SCRITTI POLITTI Cupid & Psyche 85

1 The Word Girl 4:24 (UK single, #6)
2 Small Talk 3:39
Absolute 4:25 (UK single, #17)
4 A Little Knowledge 5:01
Don’t Work That Hard 3:59
6 Perfect Way 4:43 (UK single, #48)
7 Lover To Fall 4:12
Wood Beez (Pray Like Aretha Franklin) 4:48 (UK single, #10)
9 Hypnotize 3:34 (UK single, #68)

Let’s see how long I can last without mentioning sweetness…or chocolate…or Arif Mardin. Oops.

One wonders how things might have turned out had Green/Virgin records procrastinated much longer and Cupid & Psyche not been released just before Live Aid in the summer of 1985. That June saw some other pretty seminal, intelligent pop albums also emerge; Prefab Sprout’s Steve McQueen and Talking Heads’ Little Creatures chief amongst them. Scritti got their chart moment in the sun, with a Top 5 debut, but post-Live Aid, and no doubt due to 4 singles having already been taken from it, sales dropped off quite rapidly. Not even a nifty single remix of Perfect Way could crack the Top 40 (it did, however, take them to the brink of the US Top 10 a few months later).

The album era effectively lasted about 18 months, from when Wood Beez entered the Top 100 in March 1984 to the dying embers of Perfect way’s doomed residency in the lower reaches of the Top 75. At a time when most campaigns were trailed by only one, or maybe two, singles, and acts would issue new albums every year or so, the regular 3-year gaps between Scritti records made them stand out from the majority of the pop crowd.

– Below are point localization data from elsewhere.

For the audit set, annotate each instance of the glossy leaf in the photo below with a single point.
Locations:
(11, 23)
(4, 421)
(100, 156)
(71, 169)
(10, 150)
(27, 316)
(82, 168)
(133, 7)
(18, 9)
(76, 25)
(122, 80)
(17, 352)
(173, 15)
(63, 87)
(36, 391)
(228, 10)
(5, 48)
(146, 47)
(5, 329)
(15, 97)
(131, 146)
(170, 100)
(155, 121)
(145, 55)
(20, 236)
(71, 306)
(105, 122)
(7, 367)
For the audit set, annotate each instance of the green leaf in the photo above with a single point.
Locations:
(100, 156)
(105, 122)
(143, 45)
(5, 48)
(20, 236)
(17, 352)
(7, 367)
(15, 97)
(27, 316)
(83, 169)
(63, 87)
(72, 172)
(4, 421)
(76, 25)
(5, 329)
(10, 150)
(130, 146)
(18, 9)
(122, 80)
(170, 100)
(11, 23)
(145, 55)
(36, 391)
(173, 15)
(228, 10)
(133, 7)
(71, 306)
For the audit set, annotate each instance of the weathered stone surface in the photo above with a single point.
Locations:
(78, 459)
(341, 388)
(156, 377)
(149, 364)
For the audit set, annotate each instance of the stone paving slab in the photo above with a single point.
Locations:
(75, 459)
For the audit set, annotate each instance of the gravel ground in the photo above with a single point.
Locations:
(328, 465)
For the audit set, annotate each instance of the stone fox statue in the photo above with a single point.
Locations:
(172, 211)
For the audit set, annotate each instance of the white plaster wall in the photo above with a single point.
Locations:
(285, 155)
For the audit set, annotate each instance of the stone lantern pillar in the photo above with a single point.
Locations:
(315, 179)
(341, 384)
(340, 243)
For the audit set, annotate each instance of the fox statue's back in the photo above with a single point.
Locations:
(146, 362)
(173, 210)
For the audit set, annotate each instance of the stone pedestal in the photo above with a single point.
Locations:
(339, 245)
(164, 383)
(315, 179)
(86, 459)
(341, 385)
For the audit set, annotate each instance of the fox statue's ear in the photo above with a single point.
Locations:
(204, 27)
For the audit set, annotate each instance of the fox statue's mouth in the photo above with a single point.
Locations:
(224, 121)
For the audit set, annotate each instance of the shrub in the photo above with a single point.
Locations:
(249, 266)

It’s true that arguably the trio of finest songs were the ones produced by Arif Mardin, and for all the endeavours of David Gamson, Fred Maher and Green to bring the rest of the album up to the same lofty standards you can hear the difference, but even so the quality never drops. The sequencing is a bit off, to these ears, as Hypnotize makes for an odd closing track and Wood Beez gets buried towards the end of Side 2 instead of being the main attraction.

Essentially, what Scritti Politti represented was something very unique in a variety of ways; Green’s helium-candy vocals, the articulate and ever-so-slightly pretentious lyrical conceits and unashamed wordplay, the stunning sleeve artwork for every single and the album itself; they had an identity which stood apart from the rest and yet they fitted seamlessly into the Smash Hits world.

At least, they did before everything became about authenticity, good causes and whether you could work a stadium crowd or not.